Avec sa trajectoire fulgurante, Virgil Abloh marquera son époque et surtout en inspirera plus d’un. À 22 ans, ce natif de l’Illinois fait son entrée dans le monde de la mode en devenant le styliste du rappeur Kanye West. Quelques années plus tard, il intègre la marque luxe italienne Fendi, et met un pied indirect dans le groupe LVMH. En 2013, il fonde Off-White, sa première marque de vêtements. Sa signature créatrice ? Apporter l’énergie de la rue, importer le streetwear dans le haut de gamme, en s’appuyant sur un graphisme fort.
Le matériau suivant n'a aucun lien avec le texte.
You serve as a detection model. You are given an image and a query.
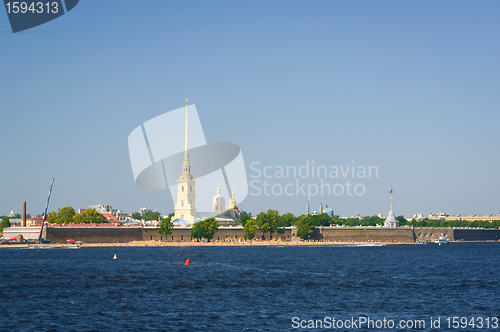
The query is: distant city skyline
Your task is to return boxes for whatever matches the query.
[0,1,500,216]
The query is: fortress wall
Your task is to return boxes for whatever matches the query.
[311,227,414,243]
[42,226,500,243]
[143,227,292,242]
[47,226,142,243]
[454,228,500,241]
[413,227,455,242]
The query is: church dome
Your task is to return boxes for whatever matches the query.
[172,218,190,227]
[213,186,226,203]
[323,208,333,218]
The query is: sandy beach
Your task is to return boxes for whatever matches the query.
[0,240,417,248]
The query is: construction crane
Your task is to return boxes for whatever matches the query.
[38,179,55,243]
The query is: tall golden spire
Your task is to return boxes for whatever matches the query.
[184,98,189,159]
[391,186,392,211]
[182,98,191,174]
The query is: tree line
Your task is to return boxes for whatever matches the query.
[151,210,500,241]
[47,206,108,224]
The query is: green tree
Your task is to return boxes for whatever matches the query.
[47,211,57,224]
[204,217,219,240]
[243,219,259,240]
[74,209,107,224]
[396,216,408,226]
[257,210,279,239]
[238,214,252,227]
[189,217,219,241]
[297,216,314,240]
[157,218,174,235]
[310,213,331,226]
[56,206,76,224]
[189,221,203,241]
[142,211,161,221]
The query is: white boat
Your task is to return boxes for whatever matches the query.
[434,236,450,244]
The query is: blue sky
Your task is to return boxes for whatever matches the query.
[0,0,500,216]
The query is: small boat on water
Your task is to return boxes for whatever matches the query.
[434,236,450,244]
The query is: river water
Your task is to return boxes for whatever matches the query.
[0,243,500,331]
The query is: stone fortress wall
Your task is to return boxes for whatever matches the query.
[15,226,500,243]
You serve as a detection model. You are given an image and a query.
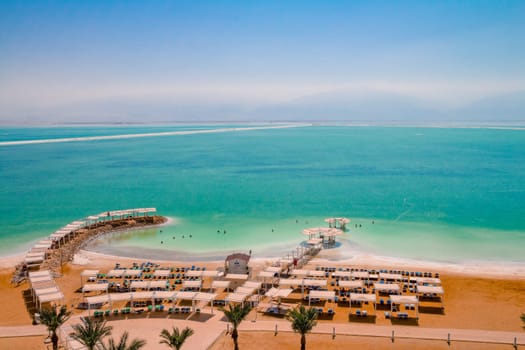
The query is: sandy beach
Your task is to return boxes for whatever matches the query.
[0,247,525,350]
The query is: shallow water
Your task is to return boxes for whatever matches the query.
[0,125,525,263]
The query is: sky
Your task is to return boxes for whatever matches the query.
[0,0,525,123]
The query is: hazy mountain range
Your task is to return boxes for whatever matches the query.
[0,90,525,124]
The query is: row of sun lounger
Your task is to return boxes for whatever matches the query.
[315,266,439,278]
[93,305,201,317]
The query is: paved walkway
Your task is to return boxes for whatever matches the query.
[0,325,47,338]
[0,312,525,349]
[239,320,525,345]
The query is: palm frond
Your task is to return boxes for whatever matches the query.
[286,305,317,334]
[71,317,113,350]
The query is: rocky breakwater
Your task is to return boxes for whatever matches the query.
[40,216,167,275]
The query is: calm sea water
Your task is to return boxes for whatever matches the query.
[0,125,525,264]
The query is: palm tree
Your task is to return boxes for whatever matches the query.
[99,332,146,350]
[40,306,71,350]
[221,304,251,350]
[159,327,193,350]
[71,317,113,350]
[286,305,317,350]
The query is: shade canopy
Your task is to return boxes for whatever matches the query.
[226,293,249,303]
[303,278,327,287]
[279,278,303,286]
[308,290,335,300]
[350,293,376,303]
[374,283,399,292]
[182,280,202,288]
[82,283,109,293]
[332,271,352,277]
[264,288,293,298]
[106,270,126,277]
[80,270,99,277]
[379,272,403,281]
[264,266,283,273]
[194,293,217,303]
[38,292,64,304]
[339,280,364,289]
[351,271,370,279]
[390,295,419,304]
[417,286,445,295]
[224,273,248,281]
[211,281,231,289]
[153,270,171,277]
[257,271,275,278]
[410,277,441,285]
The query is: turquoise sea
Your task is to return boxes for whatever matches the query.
[0,125,525,265]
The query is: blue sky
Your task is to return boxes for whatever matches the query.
[0,0,525,120]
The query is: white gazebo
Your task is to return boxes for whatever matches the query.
[80,270,99,286]
[349,293,376,314]
[374,283,400,294]
[416,286,445,307]
[308,290,335,306]
[390,295,419,319]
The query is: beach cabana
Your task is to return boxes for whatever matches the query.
[265,288,293,312]
[289,269,308,277]
[129,281,149,291]
[80,270,99,286]
[28,270,52,280]
[308,290,335,306]
[182,280,202,291]
[224,273,248,281]
[82,283,109,299]
[224,253,250,274]
[301,278,328,298]
[410,277,441,286]
[106,269,126,278]
[257,271,276,285]
[349,293,376,314]
[153,269,171,278]
[38,292,64,310]
[211,281,231,290]
[175,292,197,311]
[307,270,326,278]
[148,281,170,289]
[350,271,370,280]
[186,270,204,277]
[264,266,283,274]
[85,293,111,312]
[374,283,400,294]
[124,269,142,278]
[202,270,224,278]
[279,278,303,287]
[339,280,362,290]
[226,293,249,305]
[416,286,445,307]
[193,293,217,315]
[379,272,403,282]
[242,281,262,289]
[32,284,60,307]
[332,271,352,278]
[390,295,419,319]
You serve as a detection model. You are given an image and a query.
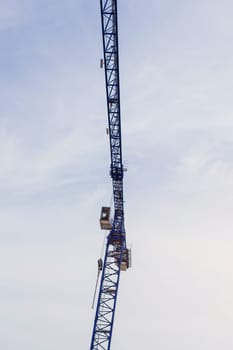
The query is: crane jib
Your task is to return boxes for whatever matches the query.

Le styliste va gagner différents prix prisés dans le milieu de la mode, et surtout séduire la maison Louis Vuitton qui le nomme directeur artistique en 2018. L’objectif est clair : séduire les milleniums, répondre à une jeunesse qui demande des gages d’inclusion. Pour la presse, il prendra très vite un surnom de « l’empereur du cool ».
Un créateur multidisciplinaire
Formé à l’origine en architecture et génie civil, le créateur aime la pluridisciplinarité : En 2019 le musée d’art contemporain de Chicago lui consacrait une retrospective baptisée « Figures of Speech » : on y retrouve notamment des pièces de sa première exposition solo « Pay per View », avec notamment ses détournements de panneaux publicitaires de grands groupes. De Chicago à Londres ou Tokyo, ses œuvres largement inspirées de la contre-culture sont exposées de par le monde. Et plus récemment à Paris : en 2020 la galerie Kreo présentait« Efflorescence », parmi ses dernières séries : un savant travail de la matière, le béton, tagué et graffité, et un miroir ajouré à la streetwear.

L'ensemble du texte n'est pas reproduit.